Old and New Evernote Logos

I’ve been with Evernote a long time. Since well before the days that they even offered cloud sync. I want to say something like 2006 or 2007? I used to carry Evernote portable on a USB thumbdrive.

Then in 2008 they added sync, and I paid for that with alacrity. The ability to have a fully synced installation of Evernote on EVERY computer I used? Worth every penny!

In August of 2009, I was appointed the Assistant Dean in the College of Education where I work. Evernote saved my bacon at least once a week for the entire seven years that I was working there. We even had an amazingly successful accreditation visit. My portfolio of responsibilities beyond accreditation was pretty extensive, and Evernote helped me there too.

I realized pretty soon after I left the Dean’s Office that I had learned some effective practices for using Evernote’s features (I got especially good at using the ENML and regex to find pertinent notes quickly). I also learned some really bad habits. Primary among them was a kind of Ron Popeil approach to getting things into Evernote (set it and forget it; emails and autoforwards and reckless abandon with the Evernote Clipper browser plugin). And that approach allowed me to use my chosen strategy (search for the needles in the haystack; diamonds in the rough, etc.), but resulted in a database with around 20k notes in it.
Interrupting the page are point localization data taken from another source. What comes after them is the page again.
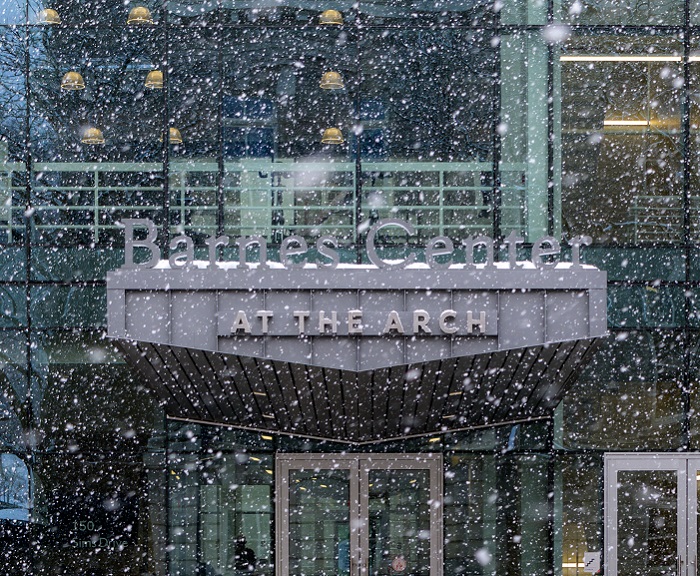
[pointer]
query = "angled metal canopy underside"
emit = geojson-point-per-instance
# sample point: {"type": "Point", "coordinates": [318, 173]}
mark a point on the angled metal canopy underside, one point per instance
{"type": "Point", "coordinates": [359, 407]}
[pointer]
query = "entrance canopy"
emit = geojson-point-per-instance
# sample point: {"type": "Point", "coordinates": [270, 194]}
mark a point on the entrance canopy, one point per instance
{"type": "Point", "coordinates": [396, 402]}
{"type": "Point", "coordinates": [356, 353]}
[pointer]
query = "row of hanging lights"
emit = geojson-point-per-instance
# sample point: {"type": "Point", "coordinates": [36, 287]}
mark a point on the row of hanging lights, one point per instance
{"type": "Point", "coordinates": [140, 15]}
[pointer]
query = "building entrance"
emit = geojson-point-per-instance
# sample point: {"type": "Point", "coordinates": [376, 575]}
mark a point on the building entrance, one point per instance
{"type": "Point", "coordinates": [651, 507]}
{"type": "Point", "coordinates": [359, 515]}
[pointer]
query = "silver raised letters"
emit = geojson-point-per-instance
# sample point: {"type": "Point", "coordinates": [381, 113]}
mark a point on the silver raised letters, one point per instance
{"type": "Point", "coordinates": [473, 323]}
{"type": "Point", "coordinates": [393, 323]}
{"type": "Point", "coordinates": [149, 243]}
{"type": "Point", "coordinates": [446, 317]}
{"type": "Point", "coordinates": [325, 322]}
{"type": "Point", "coordinates": [420, 322]}
{"type": "Point", "coordinates": [372, 249]}
{"type": "Point", "coordinates": [354, 321]}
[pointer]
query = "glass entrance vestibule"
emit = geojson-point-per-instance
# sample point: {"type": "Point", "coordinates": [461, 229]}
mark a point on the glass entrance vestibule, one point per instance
{"type": "Point", "coordinates": [651, 503]}
{"type": "Point", "coordinates": [357, 514]}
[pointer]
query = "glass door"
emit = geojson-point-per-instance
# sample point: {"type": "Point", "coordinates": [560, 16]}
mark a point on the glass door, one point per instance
{"type": "Point", "coordinates": [359, 515]}
{"type": "Point", "coordinates": [651, 514]}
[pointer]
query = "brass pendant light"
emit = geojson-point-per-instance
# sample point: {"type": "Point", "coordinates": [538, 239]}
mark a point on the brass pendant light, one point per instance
{"type": "Point", "coordinates": [332, 136]}
{"type": "Point", "coordinates": [332, 81]}
{"type": "Point", "coordinates": [48, 16]}
{"type": "Point", "coordinates": [140, 15]}
{"type": "Point", "coordinates": [174, 136]}
{"type": "Point", "coordinates": [154, 80]}
{"type": "Point", "coordinates": [92, 136]}
{"type": "Point", "coordinates": [72, 81]}
{"type": "Point", "coordinates": [330, 18]}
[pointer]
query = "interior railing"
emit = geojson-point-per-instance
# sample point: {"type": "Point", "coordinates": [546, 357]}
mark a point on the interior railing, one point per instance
{"type": "Point", "coordinates": [85, 201]}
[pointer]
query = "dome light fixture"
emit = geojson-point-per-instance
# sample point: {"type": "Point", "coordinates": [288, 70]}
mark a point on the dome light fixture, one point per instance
{"type": "Point", "coordinates": [330, 18]}
{"type": "Point", "coordinates": [72, 81]}
{"type": "Point", "coordinates": [332, 81]}
{"type": "Point", "coordinates": [332, 136]}
{"type": "Point", "coordinates": [154, 80]}
{"type": "Point", "coordinates": [92, 136]}
{"type": "Point", "coordinates": [48, 16]}
{"type": "Point", "coordinates": [174, 136]}
{"type": "Point", "coordinates": [140, 15]}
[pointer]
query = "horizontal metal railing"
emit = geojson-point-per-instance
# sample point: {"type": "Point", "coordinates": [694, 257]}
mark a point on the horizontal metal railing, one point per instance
{"type": "Point", "coordinates": [272, 199]}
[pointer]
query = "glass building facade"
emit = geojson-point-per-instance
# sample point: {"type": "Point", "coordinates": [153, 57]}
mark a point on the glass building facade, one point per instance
{"type": "Point", "coordinates": [463, 117]}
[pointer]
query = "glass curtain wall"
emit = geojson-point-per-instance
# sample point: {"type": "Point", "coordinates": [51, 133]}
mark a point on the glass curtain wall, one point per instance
{"type": "Point", "coordinates": [241, 118]}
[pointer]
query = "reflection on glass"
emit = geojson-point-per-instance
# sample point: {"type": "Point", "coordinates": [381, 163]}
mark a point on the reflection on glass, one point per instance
{"type": "Point", "coordinates": [631, 384]}
{"type": "Point", "coordinates": [399, 522]}
{"type": "Point", "coordinates": [647, 528]}
{"type": "Point", "coordinates": [581, 511]}
{"type": "Point", "coordinates": [216, 505]}
{"type": "Point", "coordinates": [96, 155]}
{"type": "Point", "coordinates": [620, 135]}
{"type": "Point", "coordinates": [319, 522]}
{"type": "Point", "coordinates": [663, 12]}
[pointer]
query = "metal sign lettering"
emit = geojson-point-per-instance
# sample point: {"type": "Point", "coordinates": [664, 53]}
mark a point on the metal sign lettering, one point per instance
{"type": "Point", "coordinates": [545, 251]}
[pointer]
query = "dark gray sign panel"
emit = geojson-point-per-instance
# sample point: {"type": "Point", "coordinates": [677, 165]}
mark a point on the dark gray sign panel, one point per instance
{"type": "Point", "coordinates": [375, 351]}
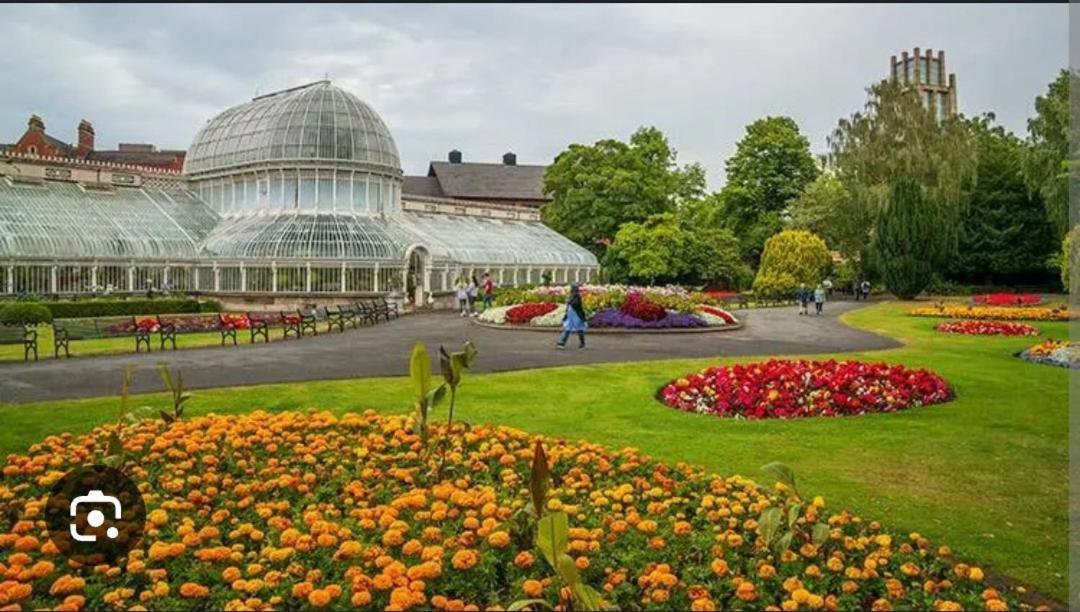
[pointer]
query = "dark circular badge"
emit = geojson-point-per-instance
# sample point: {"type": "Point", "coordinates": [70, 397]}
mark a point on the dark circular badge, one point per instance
{"type": "Point", "coordinates": [95, 515]}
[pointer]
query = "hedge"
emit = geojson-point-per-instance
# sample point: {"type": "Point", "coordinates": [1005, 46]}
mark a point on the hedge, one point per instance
{"type": "Point", "coordinates": [23, 313]}
{"type": "Point", "coordinates": [123, 308]}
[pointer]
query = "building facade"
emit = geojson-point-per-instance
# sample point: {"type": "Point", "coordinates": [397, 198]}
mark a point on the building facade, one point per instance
{"type": "Point", "coordinates": [925, 73]}
{"type": "Point", "coordinates": [295, 194]}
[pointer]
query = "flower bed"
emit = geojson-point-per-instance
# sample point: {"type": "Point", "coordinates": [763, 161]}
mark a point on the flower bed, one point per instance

Now, our story is in 2016. That is about when some things at Evernote started to decline. Whereas episodes of the Evernote podcast used to describe Evernote and its culture as a “100 year startup,” business factors (which I do not claim to understand) started to erode. The CEO left, and some really bad years followed. Performance of the app suffered. The Web-based implementation, that was supposed to save everything, was not great, yet became the focus of the enterprise’s continued viability. The user experience became really unsatisfying, yada yada, and here we are in 2023.

I’ve been told by some folks I trust that I am too loyal to things that do not serve my needs. And that is probably accurate.

The last straw, figuratively, was the most recent price hike for subscription. Early on, I believe I was $50 per year for sync on all devices, with very generous upload limits (that I never approached). Now, even with educator discount, I was looking at $100 plus per year for a similar (VERY notably not better) experience.

There are other tools, and I have found one that suits me and Evernote’s stated policy is that my data is mine. They are accurate to the letter, but the spirit of their “portability” is really poor. I have the option to export an XML file that is difficult for humans to parse, or multiple HTML pages.

Let’s return to the bad habits. I had something like 20k notes, and I needed to get them out (for various reasons). I was content to pay one more year of subscription and get the hell out, slamming the door behind me. Luckily, I found a utility called YARLE (Yet Another Rope Ladder from Evernote) which can take the .ENEX files and spit out markdown (pure text) versions of the notes, with a _resource folder in each resultant ENEX conversion folder. in that resource folder is assembled the images and other attachments that were associated with each note.

I know that Evernote was a very useful tool at a certain point in my life. But I have different needs and goals now, and I need a different tool to meet those needs and goals. Now that I have found one (2+ years of great compatibility), and I have processed and exported all by ~500 notes, I can wave goodbye to Evernote.

Take it easy, buddy. I learned some lessons and anti-lessons from you, and those are very valuable things to say.

I’ll probably be entirely decamped by end of summer 2023, and possibly have all the useful and archivable notes extracted and archived by the end of the year. Wish me luck!